When we see House hurting (which do often enough) I get the sense that under the right conditions he wouldn't refuse comfort. But on his terms (pity-free). When he falls in Skin Deep, losing his balance, very publicly in his office, no, I don't think he would have accepted any sort of comfort, because that would hit at his sense of dignity. His usual: let's leave it alone; I don't want to talk about it. But I have seen Cuddy, for example (and maybe I'm biased since I write House/Cuddy fanfic most of the time) get through his defenses. You can't necessarily hear it in the dialgoue but you can see it in their body language. The scene in Cane and Able in his office where Cuddy wants to get the PET scan and she brushes off all of his deflections and gets in his personal space by sitting on the edge of his desk talking softly by determinedly to him elicits that: "If there was something wrong, don't you think I'd want to do something about it..." line (and I think I"m misquoting it slightly) that HL rendered with much feeling and gravitas. The moment or two after that were (before, and just after he's called away) verging on that sense of hurt/comfort (despite the fact that it occurred midway into that terrible betrayal story).
House also lets Cuddy get more physically close than he lets anyone. When House needs a lawyer, Cuddy comes into his office and sits on his ottomon, with House instinctively moving his legs to let her sit. It's those sorts of moments that fanfic writers grab onto to structure hurt/comfort in the fanfic world; House giving Cuddy the infertility shots, keeping her confidence, despite the fact she was sure he wouldn't.

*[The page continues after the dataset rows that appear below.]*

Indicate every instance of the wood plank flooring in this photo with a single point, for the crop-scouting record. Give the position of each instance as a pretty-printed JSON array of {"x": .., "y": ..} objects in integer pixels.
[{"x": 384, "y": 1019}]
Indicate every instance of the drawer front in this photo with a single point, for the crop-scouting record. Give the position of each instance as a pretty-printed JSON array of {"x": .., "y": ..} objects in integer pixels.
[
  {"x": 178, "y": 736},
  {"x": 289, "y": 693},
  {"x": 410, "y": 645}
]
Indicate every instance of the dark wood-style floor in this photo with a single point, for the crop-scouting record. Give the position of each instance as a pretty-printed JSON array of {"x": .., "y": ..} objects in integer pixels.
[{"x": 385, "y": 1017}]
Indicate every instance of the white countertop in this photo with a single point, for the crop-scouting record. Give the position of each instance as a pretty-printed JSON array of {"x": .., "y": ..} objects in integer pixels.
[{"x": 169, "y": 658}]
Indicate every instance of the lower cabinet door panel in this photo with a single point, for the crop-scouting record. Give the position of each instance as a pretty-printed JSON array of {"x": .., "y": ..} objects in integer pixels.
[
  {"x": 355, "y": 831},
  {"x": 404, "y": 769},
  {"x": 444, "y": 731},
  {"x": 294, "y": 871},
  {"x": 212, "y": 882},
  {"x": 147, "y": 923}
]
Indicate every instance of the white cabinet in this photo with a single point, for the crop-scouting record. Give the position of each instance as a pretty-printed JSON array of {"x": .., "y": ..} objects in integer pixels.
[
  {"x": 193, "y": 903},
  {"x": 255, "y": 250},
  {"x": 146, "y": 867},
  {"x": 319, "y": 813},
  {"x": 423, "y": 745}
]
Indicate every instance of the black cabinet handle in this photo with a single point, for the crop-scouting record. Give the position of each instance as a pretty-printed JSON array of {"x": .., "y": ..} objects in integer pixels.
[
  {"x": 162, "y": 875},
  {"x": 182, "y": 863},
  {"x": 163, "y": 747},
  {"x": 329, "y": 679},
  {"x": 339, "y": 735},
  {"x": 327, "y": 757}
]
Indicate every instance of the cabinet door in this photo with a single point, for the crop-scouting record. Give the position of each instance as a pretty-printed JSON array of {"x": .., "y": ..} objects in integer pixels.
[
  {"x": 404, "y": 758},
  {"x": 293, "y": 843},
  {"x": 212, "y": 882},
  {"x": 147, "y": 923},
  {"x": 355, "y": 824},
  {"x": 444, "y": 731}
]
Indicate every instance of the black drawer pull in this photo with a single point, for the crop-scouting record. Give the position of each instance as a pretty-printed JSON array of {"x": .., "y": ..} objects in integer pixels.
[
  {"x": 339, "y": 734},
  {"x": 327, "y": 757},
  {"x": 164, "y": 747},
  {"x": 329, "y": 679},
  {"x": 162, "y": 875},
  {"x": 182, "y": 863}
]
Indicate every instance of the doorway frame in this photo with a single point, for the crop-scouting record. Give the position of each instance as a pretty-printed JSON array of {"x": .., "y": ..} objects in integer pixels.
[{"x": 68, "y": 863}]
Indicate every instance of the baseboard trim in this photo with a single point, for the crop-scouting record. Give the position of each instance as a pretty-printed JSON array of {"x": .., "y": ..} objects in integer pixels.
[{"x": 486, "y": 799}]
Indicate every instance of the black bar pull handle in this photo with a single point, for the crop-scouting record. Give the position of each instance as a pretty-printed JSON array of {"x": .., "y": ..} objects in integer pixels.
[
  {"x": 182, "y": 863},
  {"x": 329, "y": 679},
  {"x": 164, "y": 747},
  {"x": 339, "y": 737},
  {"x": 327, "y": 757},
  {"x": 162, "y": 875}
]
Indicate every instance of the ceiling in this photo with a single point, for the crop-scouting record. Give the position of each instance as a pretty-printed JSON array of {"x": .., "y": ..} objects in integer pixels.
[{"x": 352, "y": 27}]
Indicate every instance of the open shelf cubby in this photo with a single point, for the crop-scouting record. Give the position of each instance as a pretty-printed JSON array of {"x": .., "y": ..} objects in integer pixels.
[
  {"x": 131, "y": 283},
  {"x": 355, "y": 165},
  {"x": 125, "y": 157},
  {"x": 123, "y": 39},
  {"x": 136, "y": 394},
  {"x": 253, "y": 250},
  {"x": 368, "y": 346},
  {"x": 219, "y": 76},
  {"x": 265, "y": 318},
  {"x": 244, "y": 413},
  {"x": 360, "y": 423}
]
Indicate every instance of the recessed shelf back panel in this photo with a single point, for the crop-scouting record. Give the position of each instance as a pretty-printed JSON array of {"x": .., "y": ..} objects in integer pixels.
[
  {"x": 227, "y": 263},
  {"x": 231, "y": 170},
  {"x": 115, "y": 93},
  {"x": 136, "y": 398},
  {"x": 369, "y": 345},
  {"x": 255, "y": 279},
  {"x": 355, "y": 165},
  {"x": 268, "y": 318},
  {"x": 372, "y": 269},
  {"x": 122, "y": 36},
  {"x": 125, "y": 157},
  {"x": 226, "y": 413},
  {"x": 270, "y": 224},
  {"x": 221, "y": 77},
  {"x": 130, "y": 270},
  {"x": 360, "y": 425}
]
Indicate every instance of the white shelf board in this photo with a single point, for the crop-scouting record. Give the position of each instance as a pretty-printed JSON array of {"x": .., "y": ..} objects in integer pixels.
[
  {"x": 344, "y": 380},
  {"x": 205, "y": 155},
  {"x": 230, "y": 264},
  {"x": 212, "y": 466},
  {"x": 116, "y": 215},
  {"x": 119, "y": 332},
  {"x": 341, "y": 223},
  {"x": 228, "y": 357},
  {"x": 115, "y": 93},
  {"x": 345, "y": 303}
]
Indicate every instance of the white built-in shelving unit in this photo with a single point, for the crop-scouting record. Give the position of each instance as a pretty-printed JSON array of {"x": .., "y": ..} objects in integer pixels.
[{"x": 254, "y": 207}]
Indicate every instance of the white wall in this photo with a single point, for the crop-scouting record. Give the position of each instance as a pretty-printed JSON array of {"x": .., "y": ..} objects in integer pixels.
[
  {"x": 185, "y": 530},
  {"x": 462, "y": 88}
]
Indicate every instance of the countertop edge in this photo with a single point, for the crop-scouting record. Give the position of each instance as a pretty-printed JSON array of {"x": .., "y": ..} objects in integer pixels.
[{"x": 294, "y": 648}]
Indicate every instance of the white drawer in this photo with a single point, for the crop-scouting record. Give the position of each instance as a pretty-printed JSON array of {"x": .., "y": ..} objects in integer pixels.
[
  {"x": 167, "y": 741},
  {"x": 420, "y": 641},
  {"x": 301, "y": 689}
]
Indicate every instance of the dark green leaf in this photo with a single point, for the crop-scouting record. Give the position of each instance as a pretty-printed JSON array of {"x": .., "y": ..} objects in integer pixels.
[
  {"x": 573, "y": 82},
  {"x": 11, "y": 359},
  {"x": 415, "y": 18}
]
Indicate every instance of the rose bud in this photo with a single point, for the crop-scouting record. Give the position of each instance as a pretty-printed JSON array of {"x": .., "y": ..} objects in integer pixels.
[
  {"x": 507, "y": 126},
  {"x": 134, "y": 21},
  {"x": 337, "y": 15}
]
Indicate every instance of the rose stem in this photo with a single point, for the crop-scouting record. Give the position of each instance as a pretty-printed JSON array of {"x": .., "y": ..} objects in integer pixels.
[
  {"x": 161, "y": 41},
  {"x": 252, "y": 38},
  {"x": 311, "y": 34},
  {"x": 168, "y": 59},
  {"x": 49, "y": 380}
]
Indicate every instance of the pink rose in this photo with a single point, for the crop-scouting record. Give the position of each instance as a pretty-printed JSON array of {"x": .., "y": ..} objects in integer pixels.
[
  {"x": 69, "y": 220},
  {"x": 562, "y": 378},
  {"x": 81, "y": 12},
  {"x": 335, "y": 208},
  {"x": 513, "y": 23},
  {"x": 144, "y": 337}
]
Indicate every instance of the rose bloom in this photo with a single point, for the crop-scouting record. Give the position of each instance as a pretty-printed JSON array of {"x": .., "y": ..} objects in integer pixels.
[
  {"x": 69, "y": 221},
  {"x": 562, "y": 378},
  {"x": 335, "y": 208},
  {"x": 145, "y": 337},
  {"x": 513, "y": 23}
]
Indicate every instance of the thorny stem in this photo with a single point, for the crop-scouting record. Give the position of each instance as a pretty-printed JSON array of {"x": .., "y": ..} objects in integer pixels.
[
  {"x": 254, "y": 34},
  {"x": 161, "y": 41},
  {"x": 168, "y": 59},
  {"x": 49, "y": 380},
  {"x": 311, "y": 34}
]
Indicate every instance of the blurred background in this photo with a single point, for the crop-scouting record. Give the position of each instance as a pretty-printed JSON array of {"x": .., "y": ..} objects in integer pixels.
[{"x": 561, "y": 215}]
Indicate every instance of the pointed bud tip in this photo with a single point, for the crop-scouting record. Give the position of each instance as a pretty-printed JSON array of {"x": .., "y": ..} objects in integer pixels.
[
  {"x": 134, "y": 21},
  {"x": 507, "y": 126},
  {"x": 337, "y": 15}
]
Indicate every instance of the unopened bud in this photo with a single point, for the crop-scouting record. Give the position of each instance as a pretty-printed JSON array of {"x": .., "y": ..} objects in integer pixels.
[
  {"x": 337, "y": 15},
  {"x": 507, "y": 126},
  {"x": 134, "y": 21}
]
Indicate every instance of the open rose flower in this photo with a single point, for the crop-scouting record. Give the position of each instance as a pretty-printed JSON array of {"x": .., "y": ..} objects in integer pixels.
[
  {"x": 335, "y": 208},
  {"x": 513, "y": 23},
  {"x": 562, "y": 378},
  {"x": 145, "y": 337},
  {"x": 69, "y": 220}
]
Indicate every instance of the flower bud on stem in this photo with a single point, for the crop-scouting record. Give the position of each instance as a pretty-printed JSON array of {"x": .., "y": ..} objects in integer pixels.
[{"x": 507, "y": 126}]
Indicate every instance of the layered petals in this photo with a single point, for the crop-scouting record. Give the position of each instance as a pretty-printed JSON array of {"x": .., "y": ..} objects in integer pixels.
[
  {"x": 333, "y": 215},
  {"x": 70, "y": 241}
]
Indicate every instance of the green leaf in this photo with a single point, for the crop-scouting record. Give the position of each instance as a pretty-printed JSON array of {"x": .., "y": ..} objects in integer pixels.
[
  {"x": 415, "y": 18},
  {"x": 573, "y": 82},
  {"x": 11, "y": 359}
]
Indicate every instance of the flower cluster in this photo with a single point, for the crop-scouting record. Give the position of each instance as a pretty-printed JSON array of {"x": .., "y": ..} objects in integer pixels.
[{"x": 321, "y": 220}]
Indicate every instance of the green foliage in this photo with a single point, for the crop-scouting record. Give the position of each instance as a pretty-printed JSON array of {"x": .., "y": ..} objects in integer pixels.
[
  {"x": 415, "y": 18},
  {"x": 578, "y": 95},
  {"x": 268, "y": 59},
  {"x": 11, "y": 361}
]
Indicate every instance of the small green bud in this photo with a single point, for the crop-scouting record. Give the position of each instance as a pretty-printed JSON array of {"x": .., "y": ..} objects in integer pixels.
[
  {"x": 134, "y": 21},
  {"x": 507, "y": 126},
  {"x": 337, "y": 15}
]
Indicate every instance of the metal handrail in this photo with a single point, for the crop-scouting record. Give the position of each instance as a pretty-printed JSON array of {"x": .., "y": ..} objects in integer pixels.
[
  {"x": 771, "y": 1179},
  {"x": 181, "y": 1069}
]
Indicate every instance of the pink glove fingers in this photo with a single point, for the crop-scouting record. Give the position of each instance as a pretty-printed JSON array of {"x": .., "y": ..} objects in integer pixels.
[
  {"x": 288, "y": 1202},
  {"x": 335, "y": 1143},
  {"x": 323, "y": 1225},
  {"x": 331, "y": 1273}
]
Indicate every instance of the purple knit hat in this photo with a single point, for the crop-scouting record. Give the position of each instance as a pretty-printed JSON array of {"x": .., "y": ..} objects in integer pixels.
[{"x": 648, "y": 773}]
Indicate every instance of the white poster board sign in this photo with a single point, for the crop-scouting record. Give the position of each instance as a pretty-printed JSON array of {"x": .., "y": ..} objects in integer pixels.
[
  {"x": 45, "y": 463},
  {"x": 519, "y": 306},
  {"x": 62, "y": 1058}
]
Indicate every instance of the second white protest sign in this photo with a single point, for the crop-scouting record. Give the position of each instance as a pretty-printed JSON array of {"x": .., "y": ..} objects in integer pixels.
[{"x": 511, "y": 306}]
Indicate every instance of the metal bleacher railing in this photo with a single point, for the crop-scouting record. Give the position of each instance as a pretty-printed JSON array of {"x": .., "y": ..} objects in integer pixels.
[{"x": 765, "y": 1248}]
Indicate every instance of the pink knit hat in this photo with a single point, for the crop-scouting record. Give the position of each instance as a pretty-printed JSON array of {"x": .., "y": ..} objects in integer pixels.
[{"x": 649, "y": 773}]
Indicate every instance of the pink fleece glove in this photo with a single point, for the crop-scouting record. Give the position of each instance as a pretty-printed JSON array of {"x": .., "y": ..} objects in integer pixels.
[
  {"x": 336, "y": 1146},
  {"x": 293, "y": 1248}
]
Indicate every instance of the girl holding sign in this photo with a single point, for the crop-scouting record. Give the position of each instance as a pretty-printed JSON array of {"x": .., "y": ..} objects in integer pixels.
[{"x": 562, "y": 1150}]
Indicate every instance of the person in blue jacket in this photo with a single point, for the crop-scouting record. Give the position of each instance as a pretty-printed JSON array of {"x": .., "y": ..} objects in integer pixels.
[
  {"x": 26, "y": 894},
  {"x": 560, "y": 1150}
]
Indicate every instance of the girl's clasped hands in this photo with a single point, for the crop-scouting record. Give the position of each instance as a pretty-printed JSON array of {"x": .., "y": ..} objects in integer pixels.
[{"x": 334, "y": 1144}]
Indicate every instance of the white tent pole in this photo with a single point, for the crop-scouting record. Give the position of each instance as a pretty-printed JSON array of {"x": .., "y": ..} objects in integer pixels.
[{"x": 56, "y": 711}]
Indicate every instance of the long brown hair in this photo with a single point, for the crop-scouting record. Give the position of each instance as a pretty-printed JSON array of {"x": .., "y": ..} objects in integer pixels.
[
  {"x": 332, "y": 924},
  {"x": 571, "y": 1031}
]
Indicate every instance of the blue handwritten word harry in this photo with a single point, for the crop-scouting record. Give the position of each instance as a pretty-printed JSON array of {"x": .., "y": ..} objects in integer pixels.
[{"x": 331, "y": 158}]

I know I'm jumping back to Stacy for a minute, but his canon/on screen relationship with her gives a lot of fodder for fanfic writers to frame how House might react to other women (or men) if he lets them in. Stacy when she comes down to sit with him silently in the airport while he's trying to figure out a case. Just being there for him--no banter; not jabs. Just sitting with him--must've meant a great deal to him. He looked apprecieate of the gesture. Again--would that work with another character? Possibly under the write fan-fic conditions. House even let Stacy tend to his chin in Hunting. You do get the feeling that UNDER THE RIGHT set of conditions, House would let someone in to comfort him. Those moments...and the moments where we see House hurting (emotionally or physically) alone, give many fanfic writers of hurt/comfort/angst a framework to write hurt comfort. At least that's where I'm coming from. I try really hard to stay within the on-screen charactizations. Only my readers can tell me if I'm at all successful doing it.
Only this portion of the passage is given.